Quentin: Nope. I just don’t see it. He’s not a point guard and has average size for a shooting guard. He can shoot the lights out and finish at the rim, but has struggled with length in various moments, finished with more turnovers than assists and can’t defend a soul. The comparisons to James Harden kill me the most because he just isn’t as good. Harden, slander aside, could actually operate an offense and finished with positive assists/turnover ratios in both college seasons. Harden was also more active on the defensive end and made more plays in college, which is scary.
I’m lower on Murray than most because I think he’ll be a negative on defense for a majority of his career, and you have to hope that he’s good enough on the offensive end to buoy his value. I’m also a bit bearish on whether he’ll bring enough value as a secondary playmaker. When you bring that into the equation, I would much rather have Wade Baldwin, who has a better defensive profile can has the ability to space the floor, or Luwawu, who has the size to defend multiple wing positions one day and the ability to space the floor. Could be wrong one day, but I’m not seeing it with Murray.
Oleh: Jamal Murray recently finished putting touches on a hell of a season at Kentucky, scoring more points as a freshman than any of his brethren who came before him. There is no doubt about it, his shooting stroke is special and that will translate well at the next level. So should a nice ability to finish at the rim.
However, the rest of his game is a question mark. Many proclaim the playmaking ability exists, but as I wrote back in early April, I'm indifferent! Alvin Gentry is dying for ball movement, not another player who feels the need to make a play on his own. But if forced to answer the question, the proof isn't there. I don't care to hear the excuse about John Calipari pigeonholing his offense. The videotapes don't lie -- he has some handles and can make the basic reads and passes, but the point guard mentality, the vision, it wasn't present. Did you know that as a freshman, Buddy Hield's AST% easily surpassed Murray's? There is no doubt that Murray is most comfortable being a scorer first and foremost so odds are decent his AST% would have regressed like Hield's had he decided to stay longer in Lexington.
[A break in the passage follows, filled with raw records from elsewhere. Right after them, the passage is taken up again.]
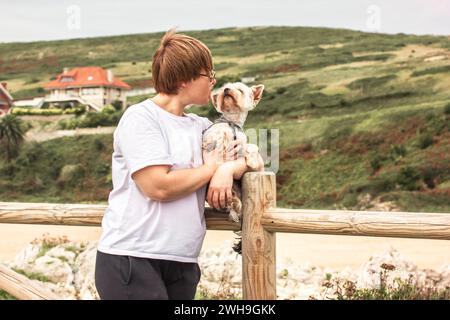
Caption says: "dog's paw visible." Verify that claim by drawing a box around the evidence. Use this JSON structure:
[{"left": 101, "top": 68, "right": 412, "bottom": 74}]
[
  {"left": 245, "top": 144, "right": 261, "bottom": 171},
  {"left": 228, "top": 209, "right": 241, "bottom": 223}
]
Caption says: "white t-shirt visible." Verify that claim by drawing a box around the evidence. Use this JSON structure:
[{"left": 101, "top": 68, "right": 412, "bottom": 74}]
[{"left": 98, "top": 100, "right": 211, "bottom": 262}]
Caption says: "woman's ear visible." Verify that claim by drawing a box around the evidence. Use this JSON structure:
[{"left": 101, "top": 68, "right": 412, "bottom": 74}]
[{"left": 211, "top": 93, "right": 222, "bottom": 113}]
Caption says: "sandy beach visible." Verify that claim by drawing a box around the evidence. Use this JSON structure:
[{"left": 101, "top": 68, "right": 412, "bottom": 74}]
[{"left": 0, "top": 224, "right": 450, "bottom": 269}]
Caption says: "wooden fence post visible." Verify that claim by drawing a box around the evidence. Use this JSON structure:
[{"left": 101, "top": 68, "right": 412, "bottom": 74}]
[{"left": 242, "top": 172, "right": 277, "bottom": 300}]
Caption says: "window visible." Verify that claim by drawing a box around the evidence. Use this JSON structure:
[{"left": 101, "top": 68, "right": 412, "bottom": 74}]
[{"left": 60, "top": 76, "right": 73, "bottom": 82}]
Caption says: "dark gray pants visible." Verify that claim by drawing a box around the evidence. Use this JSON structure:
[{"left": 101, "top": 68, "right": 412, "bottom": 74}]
[{"left": 95, "top": 251, "right": 200, "bottom": 300}]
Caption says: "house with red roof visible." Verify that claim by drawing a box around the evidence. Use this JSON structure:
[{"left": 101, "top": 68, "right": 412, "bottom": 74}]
[
  {"left": 0, "top": 82, "right": 13, "bottom": 116},
  {"left": 44, "top": 67, "right": 131, "bottom": 111}
]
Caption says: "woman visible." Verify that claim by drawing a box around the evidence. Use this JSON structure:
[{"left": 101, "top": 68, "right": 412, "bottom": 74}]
[{"left": 95, "top": 31, "right": 247, "bottom": 299}]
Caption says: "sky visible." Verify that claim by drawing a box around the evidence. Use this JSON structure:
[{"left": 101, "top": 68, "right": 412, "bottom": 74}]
[{"left": 0, "top": 0, "right": 450, "bottom": 42}]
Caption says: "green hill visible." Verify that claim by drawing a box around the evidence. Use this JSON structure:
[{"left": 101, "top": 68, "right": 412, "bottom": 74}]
[{"left": 0, "top": 27, "right": 450, "bottom": 212}]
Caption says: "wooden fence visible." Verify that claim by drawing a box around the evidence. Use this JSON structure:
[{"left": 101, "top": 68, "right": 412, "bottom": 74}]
[{"left": 0, "top": 172, "right": 450, "bottom": 300}]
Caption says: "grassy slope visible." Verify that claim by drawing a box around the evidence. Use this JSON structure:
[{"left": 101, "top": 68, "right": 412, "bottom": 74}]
[{"left": 0, "top": 27, "right": 450, "bottom": 212}]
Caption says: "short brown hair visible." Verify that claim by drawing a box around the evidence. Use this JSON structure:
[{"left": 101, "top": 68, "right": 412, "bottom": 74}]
[{"left": 152, "top": 29, "right": 213, "bottom": 94}]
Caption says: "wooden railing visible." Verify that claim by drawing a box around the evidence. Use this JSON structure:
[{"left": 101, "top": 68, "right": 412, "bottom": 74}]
[{"left": 0, "top": 172, "right": 450, "bottom": 300}]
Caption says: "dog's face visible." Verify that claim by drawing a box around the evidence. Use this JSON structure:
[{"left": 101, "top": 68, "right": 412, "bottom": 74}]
[{"left": 211, "top": 82, "right": 264, "bottom": 114}]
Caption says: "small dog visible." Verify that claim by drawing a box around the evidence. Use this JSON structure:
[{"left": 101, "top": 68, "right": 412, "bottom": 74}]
[{"left": 203, "top": 82, "right": 264, "bottom": 253}]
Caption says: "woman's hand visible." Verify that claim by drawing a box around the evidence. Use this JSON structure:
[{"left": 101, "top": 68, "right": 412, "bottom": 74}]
[{"left": 206, "top": 162, "right": 234, "bottom": 209}]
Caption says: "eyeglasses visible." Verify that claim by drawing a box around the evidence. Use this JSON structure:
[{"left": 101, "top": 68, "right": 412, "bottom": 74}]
[{"left": 199, "top": 70, "right": 216, "bottom": 81}]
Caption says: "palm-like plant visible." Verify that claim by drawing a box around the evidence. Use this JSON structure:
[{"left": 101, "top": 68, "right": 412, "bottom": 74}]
[{"left": 0, "top": 114, "right": 25, "bottom": 162}]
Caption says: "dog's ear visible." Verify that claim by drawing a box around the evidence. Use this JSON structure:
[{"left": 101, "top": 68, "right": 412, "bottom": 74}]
[
  {"left": 251, "top": 84, "right": 264, "bottom": 108},
  {"left": 211, "top": 93, "right": 222, "bottom": 112}
]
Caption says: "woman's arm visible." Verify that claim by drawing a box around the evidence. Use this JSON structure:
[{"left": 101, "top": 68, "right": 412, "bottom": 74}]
[{"left": 133, "top": 163, "right": 217, "bottom": 201}]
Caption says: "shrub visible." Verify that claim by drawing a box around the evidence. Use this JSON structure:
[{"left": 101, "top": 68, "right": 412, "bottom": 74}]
[
  {"left": 57, "top": 164, "right": 85, "bottom": 186},
  {"left": 417, "top": 133, "right": 434, "bottom": 149},
  {"left": 388, "top": 144, "right": 406, "bottom": 162},
  {"left": 370, "top": 154, "right": 386, "bottom": 173},
  {"left": 396, "top": 167, "right": 421, "bottom": 191},
  {"left": 444, "top": 103, "right": 450, "bottom": 115}
]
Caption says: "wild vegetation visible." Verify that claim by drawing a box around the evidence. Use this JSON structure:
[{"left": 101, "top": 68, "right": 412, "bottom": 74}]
[{"left": 0, "top": 27, "right": 450, "bottom": 212}]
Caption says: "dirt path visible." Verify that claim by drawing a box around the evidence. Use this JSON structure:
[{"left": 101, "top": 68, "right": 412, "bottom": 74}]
[{"left": 0, "top": 224, "right": 450, "bottom": 269}]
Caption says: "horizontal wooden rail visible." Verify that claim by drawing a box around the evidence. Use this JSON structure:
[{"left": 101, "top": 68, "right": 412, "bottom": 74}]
[
  {"left": 0, "top": 264, "right": 60, "bottom": 300},
  {"left": 261, "top": 208, "right": 450, "bottom": 240},
  {"left": 0, "top": 202, "right": 240, "bottom": 230}
]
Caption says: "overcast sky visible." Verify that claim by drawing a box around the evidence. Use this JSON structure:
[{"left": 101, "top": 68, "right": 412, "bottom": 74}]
[{"left": 0, "top": 0, "right": 450, "bottom": 42}]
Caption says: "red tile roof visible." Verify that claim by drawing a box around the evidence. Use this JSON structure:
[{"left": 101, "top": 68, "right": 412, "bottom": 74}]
[{"left": 44, "top": 67, "right": 131, "bottom": 89}]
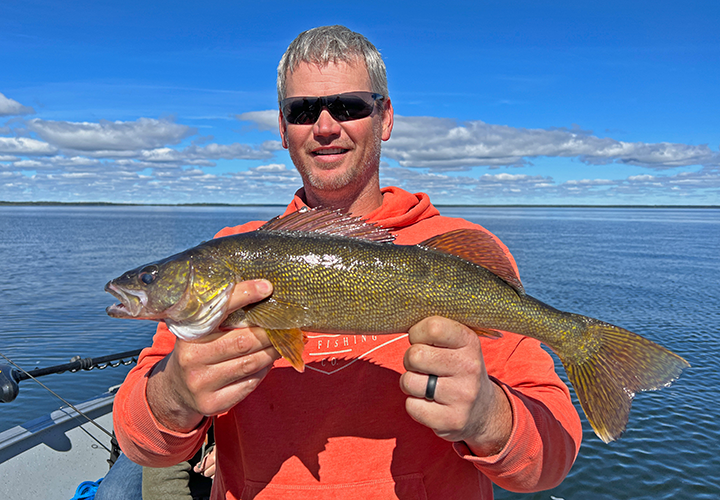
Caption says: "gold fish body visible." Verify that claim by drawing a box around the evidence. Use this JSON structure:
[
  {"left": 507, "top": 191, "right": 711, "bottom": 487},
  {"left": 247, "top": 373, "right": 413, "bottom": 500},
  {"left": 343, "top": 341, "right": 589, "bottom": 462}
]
[{"left": 106, "top": 210, "right": 689, "bottom": 442}]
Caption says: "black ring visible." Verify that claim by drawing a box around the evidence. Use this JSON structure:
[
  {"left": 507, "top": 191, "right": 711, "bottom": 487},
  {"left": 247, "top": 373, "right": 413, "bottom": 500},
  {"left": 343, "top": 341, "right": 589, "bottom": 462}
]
[{"left": 425, "top": 375, "right": 437, "bottom": 401}]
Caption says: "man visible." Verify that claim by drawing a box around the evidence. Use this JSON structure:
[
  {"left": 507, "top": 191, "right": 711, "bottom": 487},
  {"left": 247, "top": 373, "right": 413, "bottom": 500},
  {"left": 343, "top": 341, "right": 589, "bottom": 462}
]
[{"left": 115, "top": 26, "right": 581, "bottom": 499}]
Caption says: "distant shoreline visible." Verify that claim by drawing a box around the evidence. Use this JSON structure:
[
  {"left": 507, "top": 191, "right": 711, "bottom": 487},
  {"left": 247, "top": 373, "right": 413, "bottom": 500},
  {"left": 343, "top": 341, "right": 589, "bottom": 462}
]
[{"left": 0, "top": 201, "right": 720, "bottom": 209}]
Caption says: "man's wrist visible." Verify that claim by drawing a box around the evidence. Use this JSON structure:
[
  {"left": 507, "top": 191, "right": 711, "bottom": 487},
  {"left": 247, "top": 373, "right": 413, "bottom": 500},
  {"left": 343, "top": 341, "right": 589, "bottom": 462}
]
[{"left": 464, "top": 379, "right": 513, "bottom": 457}]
The bigger problem, though, is all those dismissing Murray's projections on the other side of the ball. You know, defense, where a player must spend half their time on the court. Lateral quickness? Nope. Reach and wingspan? Look elsewhere. Cornerback instincts like Kris Dunn? Not a chance! Furthermore, I don't get the comparisons to players who were once regarded as poor defenders. For instance, Stephen Curry's high steal percentage indicated he had great instincts -- his high IQ translated defensively. Not to mention, most rated Steph's lateral quickness well coming out of Davidson. Murray failed to exhibit a single quality which suggests some hidden potential is waiting to be revealed.
I won't be angry, like Jaylen Brown-upset, if the Pelicans draft Murray, but I am confident a better option will be available at the sixth draft pick.
Fernando: Yes! Yes! Yes! This is a prospect that I am falling more in love with every day. Murray is just 19, can do everything Buddy can and also be another playmaker on the floor. Another playmaker that can also create for himself is exactly what this team needs. If Murray is available, I think the Pels should run, not walk, and announce his selection.